According to Illka tests, the changes should not be very significant as the 12.1 is already a very good driver. Can you describe your feelings, and share this with us?

Thanks in advance.


----------



## Guest (Nov 4, 2006)

Kipp,

I think I bought your old drivers on ebay a week or two ago. Were they the 12.1 or the 12.2 drivers?

Thanks,

Warren


----------



## Kipp Jones (Oct 19, 2006)

blaser said:


> According to Illka tests, the changes should not be very significant as the 12.1 is already a very good driver. Can you describe your feelings, and share this with us?
> 
> Thanks in advance.


The efficiency was better and the depth that the drivers would produce was very noticeable.


----------



## Kipp Jones (Oct 19, 2006)

WarrenN said:


> Kipp,
> 
> I think I bought your old drivers on ebay a week or two ago. Were they the 12.1 or the 12.2 drivers?
> 
> ...


Hi Warren,
Yes, those were mine 12.2. I am waiting for you to leave me feedback so I can leave you positive feedback. Everything get delivered o.k.???


----------



## Kipp Jones (Oct 19, 2006)

BTW, welcome to the shack.


----------



## Guest (Nov 5, 2006)

Kipp,
Yes everything was perfect. You should have feedback. Sorry it took a while, but I just finally got a chance to test them today. With a newborn in the house, there is very little time for hobbies lately. 
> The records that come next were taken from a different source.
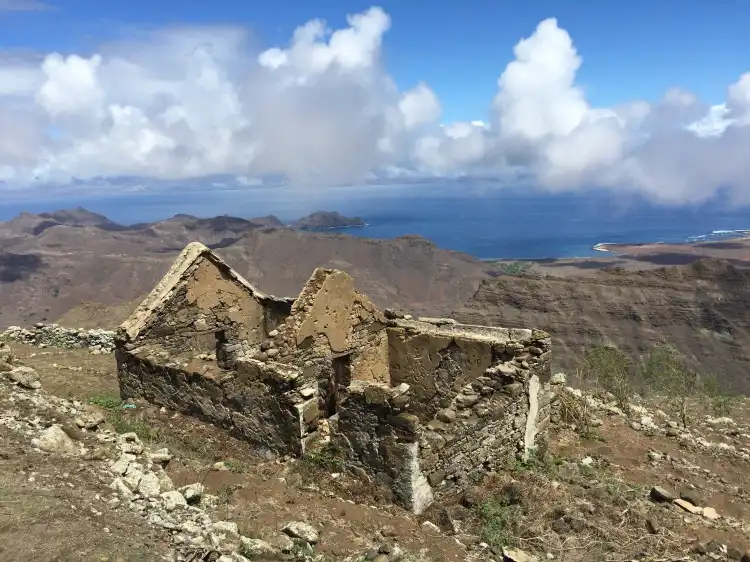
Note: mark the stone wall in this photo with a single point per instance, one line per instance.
(378, 435)
(478, 392)
(257, 402)
(331, 319)
(210, 309)
(423, 406)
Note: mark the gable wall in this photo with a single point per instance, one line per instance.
(205, 302)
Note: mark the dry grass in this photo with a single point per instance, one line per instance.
(48, 520)
(574, 512)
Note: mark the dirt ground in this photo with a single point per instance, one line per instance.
(555, 505)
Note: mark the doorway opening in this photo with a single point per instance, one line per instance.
(338, 383)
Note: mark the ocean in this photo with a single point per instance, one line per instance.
(487, 222)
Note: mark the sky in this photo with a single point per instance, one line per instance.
(645, 97)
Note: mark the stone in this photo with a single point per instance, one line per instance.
(691, 496)
(173, 500)
(161, 456)
(165, 482)
(256, 548)
(55, 440)
(467, 401)
(148, 486)
(687, 506)
(430, 527)
(327, 375)
(282, 542)
(558, 378)
(121, 465)
(25, 377)
(560, 526)
(132, 477)
(734, 553)
(436, 478)
(662, 494)
(122, 489)
(192, 492)
(301, 530)
(228, 528)
(516, 555)
(710, 513)
(447, 415)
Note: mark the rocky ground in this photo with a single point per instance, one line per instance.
(84, 476)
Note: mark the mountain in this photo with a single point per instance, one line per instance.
(47, 274)
(324, 220)
(703, 309)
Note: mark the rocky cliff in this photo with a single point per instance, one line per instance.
(702, 308)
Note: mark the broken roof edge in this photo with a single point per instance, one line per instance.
(451, 328)
(194, 251)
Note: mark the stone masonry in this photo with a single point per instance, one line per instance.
(422, 406)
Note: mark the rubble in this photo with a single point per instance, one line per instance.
(53, 335)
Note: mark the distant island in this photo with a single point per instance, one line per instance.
(35, 224)
(326, 220)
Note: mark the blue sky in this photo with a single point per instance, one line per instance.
(645, 97)
(631, 50)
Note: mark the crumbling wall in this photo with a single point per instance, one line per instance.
(435, 364)
(208, 312)
(377, 434)
(330, 318)
(257, 402)
(479, 393)
(425, 406)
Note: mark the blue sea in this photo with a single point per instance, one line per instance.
(485, 221)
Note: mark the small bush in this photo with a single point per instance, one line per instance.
(514, 267)
(126, 423)
(607, 368)
(327, 458)
(499, 519)
(106, 401)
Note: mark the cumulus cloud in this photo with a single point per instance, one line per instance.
(186, 102)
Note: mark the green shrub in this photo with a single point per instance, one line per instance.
(607, 368)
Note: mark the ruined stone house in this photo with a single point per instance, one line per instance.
(423, 406)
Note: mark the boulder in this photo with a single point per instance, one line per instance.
(25, 377)
(55, 440)
(301, 530)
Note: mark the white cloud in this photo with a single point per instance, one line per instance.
(24, 6)
(186, 102)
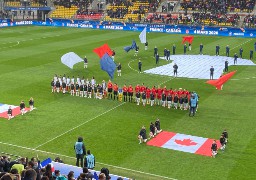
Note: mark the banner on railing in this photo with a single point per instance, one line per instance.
(170, 29)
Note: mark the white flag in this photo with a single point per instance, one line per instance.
(142, 36)
(70, 59)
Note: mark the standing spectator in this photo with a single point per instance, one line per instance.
(227, 50)
(156, 51)
(130, 93)
(165, 53)
(125, 89)
(241, 52)
(113, 55)
(185, 49)
(175, 70)
(136, 51)
(119, 67)
(217, 50)
(85, 62)
(225, 135)
(251, 54)
(152, 99)
(214, 149)
(211, 72)
(142, 135)
(89, 160)
(138, 98)
(87, 173)
(235, 59)
(146, 46)
(201, 49)
(22, 107)
(139, 66)
(226, 66)
(192, 105)
(189, 47)
(222, 143)
(31, 104)
(173, 49)
(168, 54)
(80, 151)
(157, 58)
(9, 112)
(158, 126)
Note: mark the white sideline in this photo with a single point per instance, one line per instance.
(79, 125)
(118, 167)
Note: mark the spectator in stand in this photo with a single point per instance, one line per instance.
(89, 160)
(251, 54)
(241, 52)
(235, 59)
(87, 173)
(227, 50)
(217, 50)
(80, 151)
(173, 49)
(201, 49)
(71, 175)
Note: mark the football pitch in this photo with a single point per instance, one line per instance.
(30, 57)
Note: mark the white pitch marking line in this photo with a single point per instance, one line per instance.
(79, 125)
(56, 154)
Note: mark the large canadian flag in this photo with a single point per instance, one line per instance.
(4, 109)
(183, 142)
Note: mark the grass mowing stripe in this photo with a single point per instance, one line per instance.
(79, 125)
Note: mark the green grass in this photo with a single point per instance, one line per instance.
(110, 128)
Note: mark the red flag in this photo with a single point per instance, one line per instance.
(219, 82)
(189, 39)
(100, 51)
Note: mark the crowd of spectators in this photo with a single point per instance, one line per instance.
(250, 21)
(122, 9)
(69, 3)
(218, 6)
(25, 169)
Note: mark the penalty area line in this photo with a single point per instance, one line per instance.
(79, 125)
(61, 155)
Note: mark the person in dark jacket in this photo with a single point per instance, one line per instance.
(80, 151)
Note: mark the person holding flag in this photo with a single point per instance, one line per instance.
(80, 151)
(143, 37)
(146, 46)
(139, 65)
(89, 160)
(155, 51)
(201, 49)
(227, 50)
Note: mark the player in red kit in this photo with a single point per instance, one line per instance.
(130, 93)
(125, 90)
(110, 89)
(137, 88)
(142, 88)
(148, 91)
(159, 95)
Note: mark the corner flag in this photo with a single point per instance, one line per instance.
(142, 36)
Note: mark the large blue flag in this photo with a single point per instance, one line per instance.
(133, 46)
(108, 65)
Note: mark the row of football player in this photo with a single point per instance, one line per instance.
(166, 101)
(223, 143)
(22, 108)
(154, 129)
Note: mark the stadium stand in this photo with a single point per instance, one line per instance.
(31, 3)
(129, 11)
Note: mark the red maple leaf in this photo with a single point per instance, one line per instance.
(185, 142)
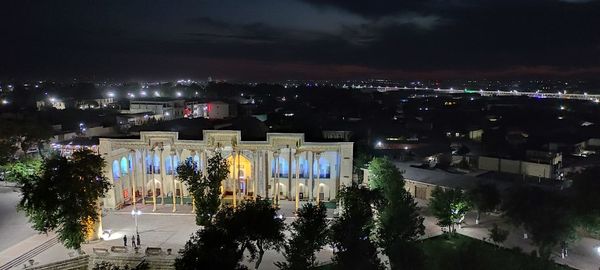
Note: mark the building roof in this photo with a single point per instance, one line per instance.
(436, 177)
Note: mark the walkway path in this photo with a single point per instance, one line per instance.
(166, 229)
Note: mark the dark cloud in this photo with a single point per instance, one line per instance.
(300, 38)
These drivers certainly look a bit beefier than the standard driver in my CS25-31. Hopefully I will get around to using them in a pair of DIY subs sometime in the next 6 months.

Thanks,
Warren


----------



## Guest (Nov 21, 2006)

I would like to know this too. I bought my dual 20-39cs+ subs back in 2002.


----------



## stevefish69 (Dec 9, 2006)

Be nice as this is my 1st post here.

I upgraded from the 12.1 to 12.3 in my 20-39PC+ and believe that i was the 1st in the UK to recieve the new driver thanks to the guys at AV Sales

Once the new driver was settled in, i re-calibrated the BFD and felt that it gave a slight more impact than the old one. This may be due to that fact that the 12.3 is more efficient, and that i have not altered the gain :bigsmile: 

I felt that the biggest impact was in music, and find that the mid-bass produced by the 12.3 much more pleasing to the ear. 

I have yet to tune my tube to 16Hz, but could bottom out the older driver during WOTW or FOTP. I may have a play soon, but am more than happy with the upgrade as it stands. Wel worth the £99 in my opinion.


----------



## Kipp Jones (Oct 19, 2006)

I agree.


----------



## Sonnie (Apr 11, 2006)

I can't get WOTW to bottom out my PB12-Plus/2's. Wayne and I watched it when he was here and we had it cranked on up there pretty good. It was awesome... both subs tuned to 16Hz... jar your false teeth out... :bigsmile: ... but no bottoming out. I think we actually tried a few times on various DVDs, but never succeeded. Just pure body slammin' bass!

There was a scene on Superman Returns that some said would bottom out their sub, but I couldn't find it either and my wife thought the house was coming down a few times when I was watching that movie. 

Steve, are you boosting any frequencies with your BFD?


----------



## stevefish69 (Dec 9, 2006)

Sonnie said:


> Steve, are you boosting any frequencies with your BFD?


Nope. Just 4 cuts to tame a couple of rather large peaks. I can only assume that the sound i heard was the sub hitting its stops.

It was kind of like a loud Crack, which drew my attention away from the screen and towards the Sub. I did have it up pretty loud, and run it a bit hot anyway :bigsmile:


----------



## Sonnie (Apr 11, 2006)

Cool... the only reason I asked was because when I had previously boosted an area of my response, I noticed a thud or two on certain scenes. Fiddling around and testing one day I took the boost out and the thud went away on one of those scenes. So, I started experimenting and sure enough, the boost was what was causing the thud. The only thing I could tell I was missing when I took the boost out was the thud itself. I didn't miss anything else.


----------



## suniil (Jul 24, 2006)

i've upgraded my driver to 12.3 recently and need to run-in. But in general i've the same openion of steve. To my ears 12.3 gives gives you slight tighter bass than old driver.


----------